Submitted to: American Journal of Physiology
Publication Type: Peer Reviewed Journal
Publication Acceptance Date: 11/5/1998
Publication Date: N/A
Interpretive Summary: Metallothionein is a protein that exists in low concentrations in all tissues. It acts as a detoxifying agent and, under such conditions as heavy metal poisoning and other stressors, metallothionein concentration is increased. Some of the stressors against which metallothionein protects suggest that it acts as an antioxidant, that is, by destroying or scavenging highly reactive chemical by-products of oxygen metabolism. Heart attacks produce highly reactive oxygen by-products which are, in part, responsible for the resultant damage to the heart. The object of the present study was to determine whether metallothionein could protect the heart against the oxidative damage of a simulated heart attack. High concentrations of metallothionein were produced in hearts of mice by two methods: by inducing its production with the heavy metal cadmium or by using genetic methods to cause the gene that directs production of metallothionein to be increased in the heart. Hearts of these mice were isolated and subjected to ischemia-reperfusion, that is, stopping nutrient flow to the heart and then restarting it. Hearts from both cadmium-treated and genetically altered mice suffered less damage than did their respective controls in response to ischemia-reperfusion. This indicates that high amounts of metallothionein can protect against the oxidative damage of a heart attack. This knowledge may be beneficial in treating this condition.

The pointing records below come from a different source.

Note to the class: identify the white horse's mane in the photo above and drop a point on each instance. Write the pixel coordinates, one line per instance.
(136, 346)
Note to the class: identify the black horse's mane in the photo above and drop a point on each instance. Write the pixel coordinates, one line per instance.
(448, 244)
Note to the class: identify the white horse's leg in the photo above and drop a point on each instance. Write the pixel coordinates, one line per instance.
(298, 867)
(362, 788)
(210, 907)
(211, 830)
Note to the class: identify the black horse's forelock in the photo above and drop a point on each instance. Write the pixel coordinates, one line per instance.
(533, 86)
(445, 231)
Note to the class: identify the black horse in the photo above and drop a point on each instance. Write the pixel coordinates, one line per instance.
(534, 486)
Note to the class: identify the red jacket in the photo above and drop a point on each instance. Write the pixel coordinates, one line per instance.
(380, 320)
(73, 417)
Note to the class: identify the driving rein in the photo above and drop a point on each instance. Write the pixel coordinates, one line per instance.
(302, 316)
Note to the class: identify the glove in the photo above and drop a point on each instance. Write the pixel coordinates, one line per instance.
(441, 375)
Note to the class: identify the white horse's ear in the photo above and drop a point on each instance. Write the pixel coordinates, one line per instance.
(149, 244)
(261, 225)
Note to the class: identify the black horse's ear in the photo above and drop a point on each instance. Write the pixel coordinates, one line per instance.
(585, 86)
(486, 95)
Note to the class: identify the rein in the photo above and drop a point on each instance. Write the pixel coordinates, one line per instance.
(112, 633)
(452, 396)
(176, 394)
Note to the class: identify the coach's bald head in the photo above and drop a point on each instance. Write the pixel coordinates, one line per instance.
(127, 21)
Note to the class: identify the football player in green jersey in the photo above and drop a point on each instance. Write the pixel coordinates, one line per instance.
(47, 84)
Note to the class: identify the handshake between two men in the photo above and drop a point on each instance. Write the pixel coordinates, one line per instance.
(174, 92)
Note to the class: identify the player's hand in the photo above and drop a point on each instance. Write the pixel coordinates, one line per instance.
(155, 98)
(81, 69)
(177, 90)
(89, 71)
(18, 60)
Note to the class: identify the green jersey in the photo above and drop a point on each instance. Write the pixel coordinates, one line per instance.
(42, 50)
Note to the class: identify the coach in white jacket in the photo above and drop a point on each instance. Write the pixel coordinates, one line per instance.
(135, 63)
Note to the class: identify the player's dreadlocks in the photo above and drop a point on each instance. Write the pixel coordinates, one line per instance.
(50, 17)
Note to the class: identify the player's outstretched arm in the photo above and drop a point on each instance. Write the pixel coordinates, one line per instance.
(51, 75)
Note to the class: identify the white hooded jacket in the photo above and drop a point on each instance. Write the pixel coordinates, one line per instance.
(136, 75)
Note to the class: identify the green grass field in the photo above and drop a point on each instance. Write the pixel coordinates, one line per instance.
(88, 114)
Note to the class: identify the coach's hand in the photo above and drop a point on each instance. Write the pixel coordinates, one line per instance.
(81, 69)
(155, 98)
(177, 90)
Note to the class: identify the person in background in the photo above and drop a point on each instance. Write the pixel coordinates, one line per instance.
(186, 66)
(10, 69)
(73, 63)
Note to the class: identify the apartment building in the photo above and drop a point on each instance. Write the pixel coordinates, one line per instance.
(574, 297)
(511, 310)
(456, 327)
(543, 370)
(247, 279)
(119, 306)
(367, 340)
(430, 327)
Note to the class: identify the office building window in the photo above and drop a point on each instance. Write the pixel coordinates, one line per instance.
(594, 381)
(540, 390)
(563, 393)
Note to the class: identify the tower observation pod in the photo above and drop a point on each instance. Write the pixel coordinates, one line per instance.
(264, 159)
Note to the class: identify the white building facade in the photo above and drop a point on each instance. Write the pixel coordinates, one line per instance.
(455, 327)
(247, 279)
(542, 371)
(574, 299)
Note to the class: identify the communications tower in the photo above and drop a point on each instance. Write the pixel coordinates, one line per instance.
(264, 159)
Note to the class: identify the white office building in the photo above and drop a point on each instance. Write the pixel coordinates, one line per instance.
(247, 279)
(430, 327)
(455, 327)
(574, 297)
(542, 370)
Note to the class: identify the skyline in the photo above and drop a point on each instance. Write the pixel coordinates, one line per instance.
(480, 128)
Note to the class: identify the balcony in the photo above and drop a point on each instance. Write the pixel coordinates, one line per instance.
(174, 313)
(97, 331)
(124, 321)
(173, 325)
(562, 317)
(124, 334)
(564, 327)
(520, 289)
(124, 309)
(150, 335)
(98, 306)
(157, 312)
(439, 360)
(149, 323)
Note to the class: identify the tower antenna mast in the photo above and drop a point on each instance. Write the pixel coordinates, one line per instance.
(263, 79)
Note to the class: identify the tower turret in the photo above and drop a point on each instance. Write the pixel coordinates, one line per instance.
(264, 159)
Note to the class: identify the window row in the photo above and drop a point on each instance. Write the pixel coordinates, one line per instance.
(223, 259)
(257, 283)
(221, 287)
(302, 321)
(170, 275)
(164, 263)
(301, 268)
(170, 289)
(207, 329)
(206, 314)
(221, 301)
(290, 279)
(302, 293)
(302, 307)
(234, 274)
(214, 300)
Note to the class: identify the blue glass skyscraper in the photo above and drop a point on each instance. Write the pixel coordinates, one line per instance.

Technical Abstract: Oxidative stress is believed to play a major role in ischemia reperfusion injury to the heart. Metallothionein (MT), a potential free radical scavenger, may function in protection against cardiac ischemia reperfusion damage. To test this hypothesis, cardiac MT was increased about 2-fold higher than normal by treating FVB mice with cadmium. The hearts isolated from these animals and the saline-treated controls were subjected to a 50 min of warm (37 deg C) zero-flow ischemia followed by 60 min reflow. Compared with the saline-treated controls, the cadmium-treated hearts showed significantly improved recovery of contractile force (69.2+/-6.0% at the end of 60 min reperfusion, P<0.01). Efflux of creatine kinase from cadmium-treated hearts was reduced by more than 50% (P<0.01). These results were further confirmed by using a transgenic mouse model in which cardiac MT was specifically overexpressed in the heart about 10-fold higher than normal. In addition, the zone of ischemia-reperfusion (50 min ischemia followed by 90 min reperfusion) induced infarction was significantly suppressed by about 40% (P<0.01) in the transgenic heart. The results strongly indicate that MT provides protection against ischemia-reperfusion induced heart injury.